À Paris, aujourd'hui, j'ai vu la gare de l'Est. C'est de là que les Français sont partis trois fois de suite contre le même ennemi. Aujourd'hui, on y célèbre la paix. Annonces ferroviaires en allemand et bretzels en vente à côté des baguettes. Mais ensuite... ensuite on s’aperçoit que ce n'est qu'une chorégraphie, que le souvenir de la catastrophe n'existe plus et que personne ne regarde le grand tableau de la commémoration dans le hall.

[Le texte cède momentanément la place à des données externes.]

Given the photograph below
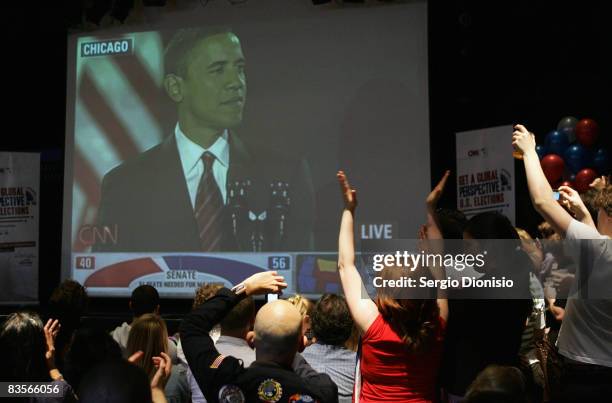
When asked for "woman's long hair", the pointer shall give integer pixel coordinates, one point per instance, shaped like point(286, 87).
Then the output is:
point(23, 347)
point(149, 335)
point(412, 314)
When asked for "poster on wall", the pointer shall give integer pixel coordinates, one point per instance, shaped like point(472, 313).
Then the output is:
point(485, 171)
point(19, 215)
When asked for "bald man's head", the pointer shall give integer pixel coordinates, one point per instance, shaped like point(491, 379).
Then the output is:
point(278, 329)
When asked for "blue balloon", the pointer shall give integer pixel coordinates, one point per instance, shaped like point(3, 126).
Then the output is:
point(556, 142)
point(601, 161)
point(576, 157)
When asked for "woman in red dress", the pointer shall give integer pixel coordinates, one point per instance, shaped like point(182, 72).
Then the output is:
point(402, 334)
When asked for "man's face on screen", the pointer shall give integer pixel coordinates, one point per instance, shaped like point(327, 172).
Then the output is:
point(215, 82)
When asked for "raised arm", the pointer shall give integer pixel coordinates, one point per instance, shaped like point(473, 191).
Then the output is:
point(363, 309)
point(571, 199)
point(431, 231)
point(539, 188)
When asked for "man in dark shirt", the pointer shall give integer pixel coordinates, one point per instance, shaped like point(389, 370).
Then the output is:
point(278, 336)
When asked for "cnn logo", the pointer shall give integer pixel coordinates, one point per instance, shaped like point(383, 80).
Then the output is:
point(92, 234)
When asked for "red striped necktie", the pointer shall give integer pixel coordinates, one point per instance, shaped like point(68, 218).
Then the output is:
point(209, 207)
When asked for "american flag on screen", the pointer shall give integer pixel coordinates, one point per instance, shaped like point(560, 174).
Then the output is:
point(117, 115)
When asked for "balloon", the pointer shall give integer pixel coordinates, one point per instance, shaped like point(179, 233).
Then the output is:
point(587, 131)
point(567, 126)
point(556, 142)
point(584, 179)
point(601, 161)
point(552, 165)
point(577, 157)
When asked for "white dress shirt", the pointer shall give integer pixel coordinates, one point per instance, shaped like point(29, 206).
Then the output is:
point(193, 167)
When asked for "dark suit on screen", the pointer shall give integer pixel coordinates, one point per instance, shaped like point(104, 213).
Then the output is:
point(147, 198)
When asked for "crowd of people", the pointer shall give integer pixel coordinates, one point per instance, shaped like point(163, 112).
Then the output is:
point(554, 344)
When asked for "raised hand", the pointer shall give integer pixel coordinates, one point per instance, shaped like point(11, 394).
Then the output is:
point(163, 363)
point(265, 282)
point(522, 139)
point(349, 195)
point(51, 330)
point(600, 183)
point(434, 196)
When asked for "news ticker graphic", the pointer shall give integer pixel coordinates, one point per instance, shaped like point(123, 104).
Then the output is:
point(180, 274)
point(32, 389)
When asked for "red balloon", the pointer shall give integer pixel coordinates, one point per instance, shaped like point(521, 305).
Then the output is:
point(587, 131)
point(584, 179)
point(553, 166)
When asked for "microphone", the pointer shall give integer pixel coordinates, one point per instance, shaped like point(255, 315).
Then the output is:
point(280, 203)
point(237, 204)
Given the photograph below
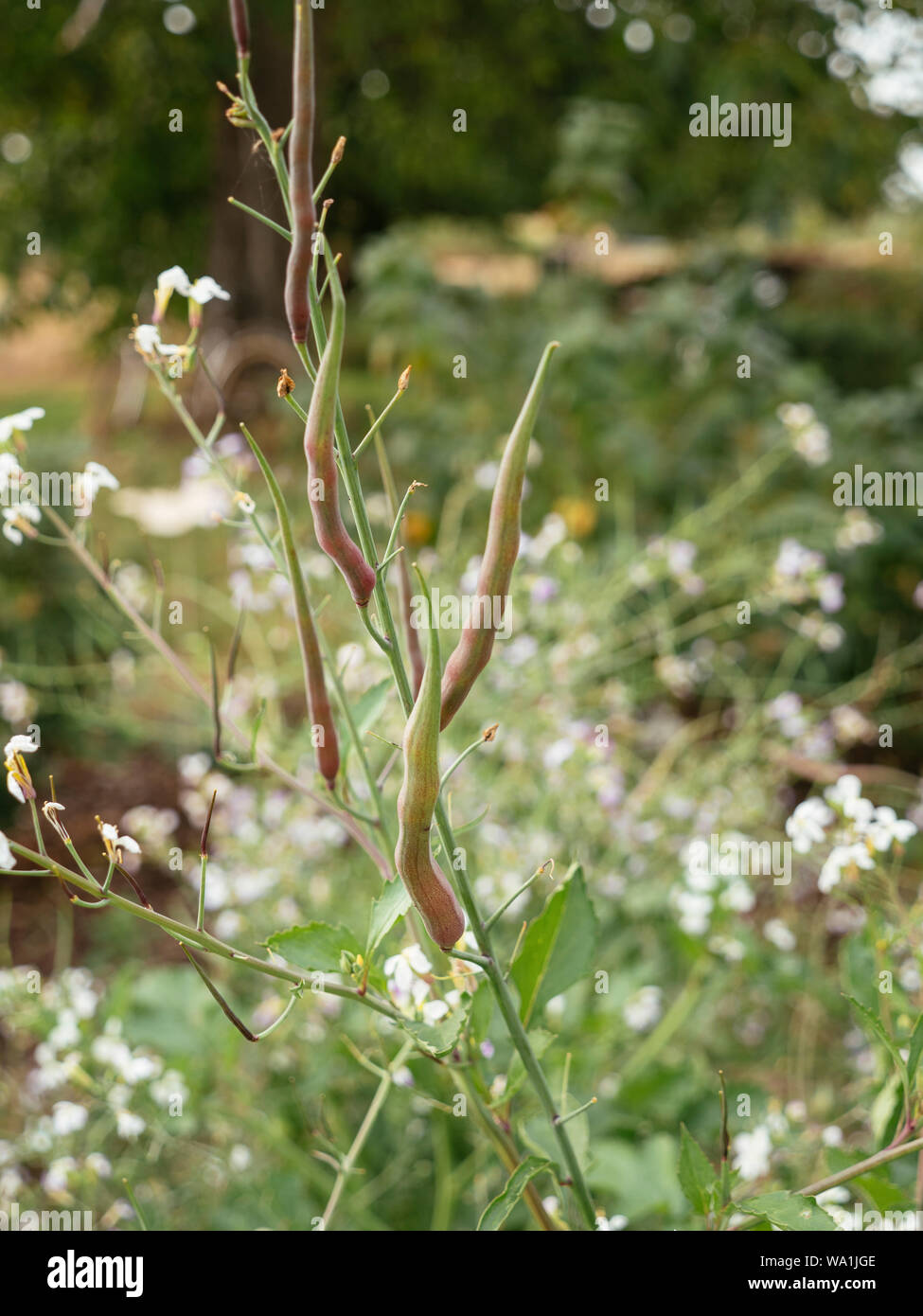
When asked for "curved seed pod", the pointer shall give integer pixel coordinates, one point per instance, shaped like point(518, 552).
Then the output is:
point(302, 187)
point(315, 684)
point(323, 483)
point(425, 884)
point(473, 650)
point(240, 26)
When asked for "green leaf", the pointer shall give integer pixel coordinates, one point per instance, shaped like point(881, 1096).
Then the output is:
point(915, 1050)
point(316, 947)
point(499, 1208)
point(697, 1177)
point(482, 1012)
point(386, 910)
point(440, 1039)
point(888, 1042)
point(559, 948)
point(540, 1040)
point(789, 1211)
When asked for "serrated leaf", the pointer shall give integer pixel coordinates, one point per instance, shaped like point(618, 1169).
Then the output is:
point(888, 1042)
point(788, 1211)
point(558, 951)
point(540, 1040)
point(316, 945)
point(539, 1134)
point(697, 1177)
point(386, 910)
point(499, 1208)
point(438, 1039)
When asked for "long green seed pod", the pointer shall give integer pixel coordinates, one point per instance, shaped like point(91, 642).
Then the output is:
point(473, 650)
point(425, 884)
point(302, 188)
point(240, 26)
point(315, 684)
point(323, 482)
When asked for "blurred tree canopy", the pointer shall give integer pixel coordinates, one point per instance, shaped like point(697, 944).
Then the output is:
point(116, 195)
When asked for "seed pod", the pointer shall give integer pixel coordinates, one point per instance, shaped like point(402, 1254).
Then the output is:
point(315, 685)
point(425, 884)
point(473, 650)
point(323, 483)
point(300, 175)
point(240, 26)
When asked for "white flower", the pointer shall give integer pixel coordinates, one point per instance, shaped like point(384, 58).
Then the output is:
point(175, 279)
point(98, 1165)
point(170, 1087)
point(888, 827)
point(643, 1009)
point(130, 1126)
point(204, 289)
point(115, 844)
point(752, 1151)
point(98, 476)
point(694, 910)
point(844, 792)
point(67, 1117)
point(57, 1174)
point(403, 972)
point(808, 823)
point(795, 415)
point(794, 560)
point(19, 783)
point(738, 897)
point(19, 421)
point(843, 857)
point(240, 1157)
point(9, 472)
point(780, 934)
point(7, 857)
point(148, 340)
point(812, 444)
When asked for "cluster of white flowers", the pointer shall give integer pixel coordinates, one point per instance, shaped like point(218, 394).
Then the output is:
point(855, 828)
point(67, 1055)
point(677, 557)
point(801, 574)
point(808, 437)
point(407, 975)
point(643, 1009)
point(706, 891)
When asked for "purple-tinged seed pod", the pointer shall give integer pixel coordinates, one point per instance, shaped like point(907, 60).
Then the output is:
point(475, 645)
point(319, 449)
point(300, 174)
point(427, 884)
point(240, 27)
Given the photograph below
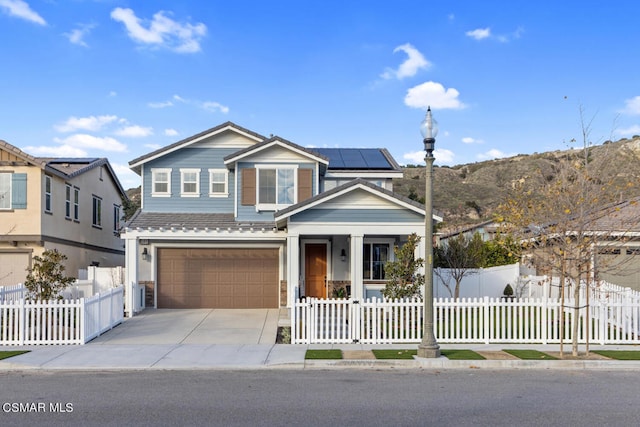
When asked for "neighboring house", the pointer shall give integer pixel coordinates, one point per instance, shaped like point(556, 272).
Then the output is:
point(72, 205)
point(232, 219)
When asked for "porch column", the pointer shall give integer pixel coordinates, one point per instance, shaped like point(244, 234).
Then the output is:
point(131, 275)
point(357, 287)
point(293, 269)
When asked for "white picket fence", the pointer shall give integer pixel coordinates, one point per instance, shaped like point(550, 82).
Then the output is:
point(465, 320)
point(25, 322)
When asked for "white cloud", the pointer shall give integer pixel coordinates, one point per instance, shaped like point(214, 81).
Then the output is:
point(162, 31)
point(21, 9)
point(470, 140)
point(433, 94)
point(135, 131)
point(91, 123)
point(494, 154)
point(632, 106)
point(126, 176)
point(479, 34)
point(215, 107)
point(56, 151)
point(630, 131)
point(83, 141)
point(485, 33)
point(414, 62)
point(161, 104)
point(77, 35)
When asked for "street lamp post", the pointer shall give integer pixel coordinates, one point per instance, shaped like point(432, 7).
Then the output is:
point(428, 347)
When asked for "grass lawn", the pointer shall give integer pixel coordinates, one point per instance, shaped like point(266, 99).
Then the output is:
point(323, 354)
point(530, 354)
point(461, 355)
point(7, 354)
point(619, 354)
point(394, 354)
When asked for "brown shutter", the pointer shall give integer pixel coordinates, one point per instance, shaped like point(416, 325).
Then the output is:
point(248, 187)
point(304, 184)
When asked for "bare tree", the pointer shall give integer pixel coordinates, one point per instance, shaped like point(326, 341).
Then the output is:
point(565, 220)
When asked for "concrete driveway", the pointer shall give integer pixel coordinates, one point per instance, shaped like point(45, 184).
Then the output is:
point(196, 326)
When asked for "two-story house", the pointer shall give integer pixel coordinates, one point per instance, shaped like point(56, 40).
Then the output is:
point(73, 205)
point(233, 219)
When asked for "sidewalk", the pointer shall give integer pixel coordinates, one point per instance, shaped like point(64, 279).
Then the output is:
point(280, 356)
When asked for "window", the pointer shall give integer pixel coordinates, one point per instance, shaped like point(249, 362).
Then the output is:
point(67, 201)
point(161, 182)
point(5, 190)
point(116, 219)
point(97, 211)
point(47, 193)
point(375, 255)
point(76, 204)
point(190, 182)
point(219, 182)
point(276, 187)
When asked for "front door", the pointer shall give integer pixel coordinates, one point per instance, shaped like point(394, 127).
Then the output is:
point(315, 270)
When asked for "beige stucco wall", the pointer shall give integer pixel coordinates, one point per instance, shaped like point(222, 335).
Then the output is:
point(24, 221)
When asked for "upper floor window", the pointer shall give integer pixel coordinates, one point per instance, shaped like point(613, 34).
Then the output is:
point(97, 211)
point(276, 187)
point(67, 201)
point(47, 193)
point(116, 219)
point(76, 204)
point(219, 182)
point(190, 182)
point(5, 190)
point(13, 190)
point(161, 182)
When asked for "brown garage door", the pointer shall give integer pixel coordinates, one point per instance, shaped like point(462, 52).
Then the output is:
point(217, 278)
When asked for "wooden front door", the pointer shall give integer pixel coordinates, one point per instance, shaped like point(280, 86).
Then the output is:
point(315, 270)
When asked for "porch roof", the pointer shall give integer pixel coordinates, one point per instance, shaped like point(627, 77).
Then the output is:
point(346, 188)
point(169, 220)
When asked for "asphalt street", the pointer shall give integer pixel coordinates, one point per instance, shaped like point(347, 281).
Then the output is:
point(319, 398)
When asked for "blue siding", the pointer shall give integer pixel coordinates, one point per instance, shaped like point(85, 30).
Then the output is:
point(248, 213)
point(376, 216)
point(194, 158)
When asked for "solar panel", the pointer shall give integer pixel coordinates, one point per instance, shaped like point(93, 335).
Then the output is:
point(355, 158)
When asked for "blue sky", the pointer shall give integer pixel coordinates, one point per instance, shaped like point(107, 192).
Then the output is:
point(118, 79)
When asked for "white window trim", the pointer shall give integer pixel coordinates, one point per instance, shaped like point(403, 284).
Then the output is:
point(224, 193)
point(153, 182)
point(96, 212)
point(8, 195)
point(380, 241)
point(275, 206)
point(182, 182)
point(68, 201)
point(76, 204)
point(49, 193)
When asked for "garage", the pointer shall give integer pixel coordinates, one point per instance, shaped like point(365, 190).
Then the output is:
point(13, 267)
point(218, 278)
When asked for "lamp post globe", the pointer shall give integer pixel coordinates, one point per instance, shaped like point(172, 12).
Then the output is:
point(428, 347)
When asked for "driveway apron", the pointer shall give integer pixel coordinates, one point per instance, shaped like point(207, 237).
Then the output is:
point(196, 326)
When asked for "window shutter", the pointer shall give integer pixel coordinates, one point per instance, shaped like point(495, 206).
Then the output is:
point(19, 191)
point(248, 197)
point(304, 184)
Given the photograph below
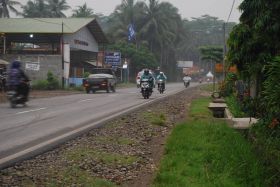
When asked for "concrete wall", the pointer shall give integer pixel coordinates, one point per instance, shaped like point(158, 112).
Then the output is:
point(82, 40)
point(46, 63)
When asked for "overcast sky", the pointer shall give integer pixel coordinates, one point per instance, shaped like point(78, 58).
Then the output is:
point(187, 8)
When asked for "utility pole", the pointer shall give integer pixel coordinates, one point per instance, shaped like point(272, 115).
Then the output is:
point(225, 50)
point(62, 56)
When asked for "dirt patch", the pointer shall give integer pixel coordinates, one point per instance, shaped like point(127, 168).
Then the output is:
point(126, 151)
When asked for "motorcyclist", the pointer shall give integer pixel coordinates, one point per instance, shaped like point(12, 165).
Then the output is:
point(149, 76)
point(161, 76)
point(17, 80)
point(187, 79)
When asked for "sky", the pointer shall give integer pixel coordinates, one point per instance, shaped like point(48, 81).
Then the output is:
point(187, 8)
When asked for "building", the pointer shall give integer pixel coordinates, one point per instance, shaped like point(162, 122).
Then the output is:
point(69, 45)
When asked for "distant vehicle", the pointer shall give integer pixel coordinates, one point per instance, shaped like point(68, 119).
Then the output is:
point(139, 75)
point(100, 79)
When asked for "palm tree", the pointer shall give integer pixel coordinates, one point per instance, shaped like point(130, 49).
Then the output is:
point(5, 6)
point(83, 11)
point(36, 8)
point(57, 6)
point(128, 12)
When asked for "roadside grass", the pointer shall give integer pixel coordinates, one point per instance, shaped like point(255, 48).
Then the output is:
point(199, 110)
point(207, 87)
point(203, 152)
point(107, 158)
point(234, 107)
point(154, 118)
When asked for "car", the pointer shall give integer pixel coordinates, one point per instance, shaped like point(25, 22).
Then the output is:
point(139, 75)
point(100, 79)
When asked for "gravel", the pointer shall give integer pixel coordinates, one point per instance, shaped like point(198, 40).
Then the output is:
point(125, 151)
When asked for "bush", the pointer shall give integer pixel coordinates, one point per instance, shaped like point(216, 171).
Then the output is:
point(234, 107)
point(40, 85)
point(51, 83)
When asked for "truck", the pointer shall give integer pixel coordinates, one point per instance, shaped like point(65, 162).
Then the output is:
point(100, 79)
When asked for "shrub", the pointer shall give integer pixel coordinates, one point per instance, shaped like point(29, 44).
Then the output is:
point(52, 81)
point(40, 85)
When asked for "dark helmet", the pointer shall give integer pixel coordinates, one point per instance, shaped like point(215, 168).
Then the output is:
point(146, 72)
point(15, 64)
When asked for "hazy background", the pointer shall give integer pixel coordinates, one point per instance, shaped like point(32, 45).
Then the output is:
point(187, 8)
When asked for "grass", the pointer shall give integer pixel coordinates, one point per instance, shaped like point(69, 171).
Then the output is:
point(234, 107)
point(203, 152)
point(207, 87)
point(155, 118)
point(107, 158)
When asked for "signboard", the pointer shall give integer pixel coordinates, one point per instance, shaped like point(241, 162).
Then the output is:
point(219, 68)
point(66, 52)
point(184, 64)
point(33, 66)
point(113, 58)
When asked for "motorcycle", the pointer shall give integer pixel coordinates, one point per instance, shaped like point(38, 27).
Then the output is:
point(16, 98)
point(187, 83)
point(146, 90)
point(161, 86)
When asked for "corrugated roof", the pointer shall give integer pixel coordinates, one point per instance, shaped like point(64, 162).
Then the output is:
point(51, 25)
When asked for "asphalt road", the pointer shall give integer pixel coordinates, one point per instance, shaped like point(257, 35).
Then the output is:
point(50, 121)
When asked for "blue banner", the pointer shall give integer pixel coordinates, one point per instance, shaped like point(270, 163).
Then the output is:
point(113, 58)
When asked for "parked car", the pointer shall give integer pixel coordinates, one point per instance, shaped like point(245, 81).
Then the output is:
point(100, 79)
point(139, 75)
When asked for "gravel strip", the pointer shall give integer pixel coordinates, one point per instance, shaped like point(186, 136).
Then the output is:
point(125, 151)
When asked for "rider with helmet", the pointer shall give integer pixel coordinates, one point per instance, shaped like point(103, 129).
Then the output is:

Gare de l'Est, on comprend que si on ne se bat plus avec des armes, c’est simplement parce qu'à la guerre entre nations s'est substituée une guerre entre individus, un marasme de touristes désemparés, de femmes carriéristes, d'employés angoissés, de fonctionnaires irascibles, de jeunes digitalisés, d'immigrés bagarreurs, de voleurs et de policiers armés jusqu'aux dents.

Paolo Rumiz
Comme des chevaux qui dorment debout – p.361-362

"Pour le comité [référendaire], la reprise de la directive de l’UE sur les armes viole la Constitution suisse, abolit le droit de posséder une arme et enterre la pratique traditionnelle du tir sportif" (Brochure officielle p. 7). Habilement, il utilise des voix féminines pour défendre ses thèses et maximaliser les chances de faire aboutir le référendum. Dans une récente interview pour Le Temps, la vice-présidente de Pro-Tell, le lobby des armes helvétiques, défend la position des opposants à cette nouvelle loi. Mme Olivia de Weck ne craint pas les excès et déclare «nous ne connaissons pas le but final de l’UE. Désarmer les citoyens, peut-être? C’est ce que cherchent à faire tous les régimes totalitaires. Cette directive n’est qu’une première étape, il pourrait y en avoir d’autres. Défendre nos armes, c’est défendre notre liberté.»
Assimiler l'Union Européenne, aussi imparfaite soit-elle, à un régime totalitaire dénote d'une irresponsabilité crasse. Quand les Spiegelman, Tardi et autres Rumiz perpétuent la mémoire de leurs pères et grands-pères, ils luttent contre l'ignorance et tentent d'éviter que les tragédies que leurs prédécesseurs ont vécues ne reviennent à nouveau.
Citant le philologue Klemperer dans une opinion sur ce sujet, Yves Petignat rappelle que «Les mots peuvent être comme de minuscules gouttes d’arsenic: on les avale sans y prendre garde… Un jour la langue parle à ta place.»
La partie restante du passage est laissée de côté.